Preferred way of loading checkpoint with DDP training

Hello, I am using DDP to distribute training across multiple GPUs. Right now, I want to continue training with a checkpoint weight. I tried the following two ways of loading the checkpoint, and I would like to know what is the preferred way of loading the checkpoint.

First, load the model on the CPU first, and then wrap it with DDP.

torch.distributed.init_process_group("nccl", init_method="env://")
local_rank = int(os.environ.get("LOCAL_RANK"))
world_size = torch.distributed.get_world_size()
torch.cuda.set_device(local_rank)  # Set up the device for this process.
torch.cuda.empty_cache()  

model = net()
model.load_state_dict(torch.load(model_ckpt_path, map_location="cpu"))

device = torch.cuda.current_device()
model = model.to(device)
ddp_model = DistributedDataParallel(model, device_ids=[local_rank])

Second, wrap the model with DPP first and then load the weight to ddp_model.module on each process.

torch.distributed.init_process_group("nccl", init_method="env://")
local_rank = int(os.environ.get("LOCAL_RANK"))
world_size = torch.distributed.get_world_size()
torch.cuda.set_device(local_rank)  # Set up the device for this process.
torch.cuda.empty_cache()  

device = torch.cuda.current_device()
model = net().to(device)
ddp_model = DistributedDataParallel(model, device_ids=[local_rank])

ddp_model.module.load_state_dict(
                torch.load(model_ckpt_path, map_location=torch.device('cuda', device)))

torch.distributed.barrier()  #waiting for all processes to complete the ckpt loading.

Is there any difference in the result of them? I personally preferred with second way, since I can wrap the load_ckpt method in an trainer class.

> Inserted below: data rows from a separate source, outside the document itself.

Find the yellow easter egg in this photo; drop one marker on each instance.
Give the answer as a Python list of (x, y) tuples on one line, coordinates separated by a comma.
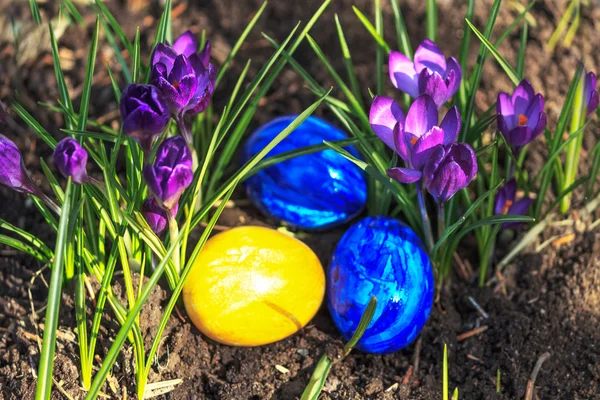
[(251, 286)]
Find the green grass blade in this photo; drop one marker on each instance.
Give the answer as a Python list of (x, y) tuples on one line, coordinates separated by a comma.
[(521, 56), (363, 324), (475, 77), (348, 61), (432, 20), (401, 33), (65, 98), (379, 49), (46, 365), (371, 29), (89, 76), (512, 74), (445, 374), (317, 379), (35, 12), (238, 44)]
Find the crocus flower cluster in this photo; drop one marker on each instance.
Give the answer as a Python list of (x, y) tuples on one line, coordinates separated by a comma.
[(171, 173), (430, 73), (182, 83), (590, 93), (71, 160), (521, 117), (506, 202), (184, 76), (427, 147), (12, 168)]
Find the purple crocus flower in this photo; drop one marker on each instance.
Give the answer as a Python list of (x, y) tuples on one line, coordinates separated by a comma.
[(71, 160), (449, 169), (145, 114), (415, 136), (185, 77), (171, 173), (430, 73), (506, 203), (155, 215), (12, 168), (521, 117), (590, 93)]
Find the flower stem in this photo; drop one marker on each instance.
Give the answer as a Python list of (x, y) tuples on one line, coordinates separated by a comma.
[(174, 234), (441, 220), (425, 216), (48, 201)]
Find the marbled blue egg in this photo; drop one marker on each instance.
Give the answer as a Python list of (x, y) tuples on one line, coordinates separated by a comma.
[(381, 257), (313, 191)]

In the document of DistributedDataParallel, there’s a warning says:

You should never try to change your model’s parameters after wrapping up your model with DistributedDataParallel . Because, when wrapping up your model with DistributedDataParallel , the constructor of DistributedDataParallel will register the additional gradient reduction functions on all the parameters of the model itself at the time of construction. If you change the model’s parameters afterwards, gradient reduction functions no longer match the correct set of parameters.

So I think the first way should be the safer way.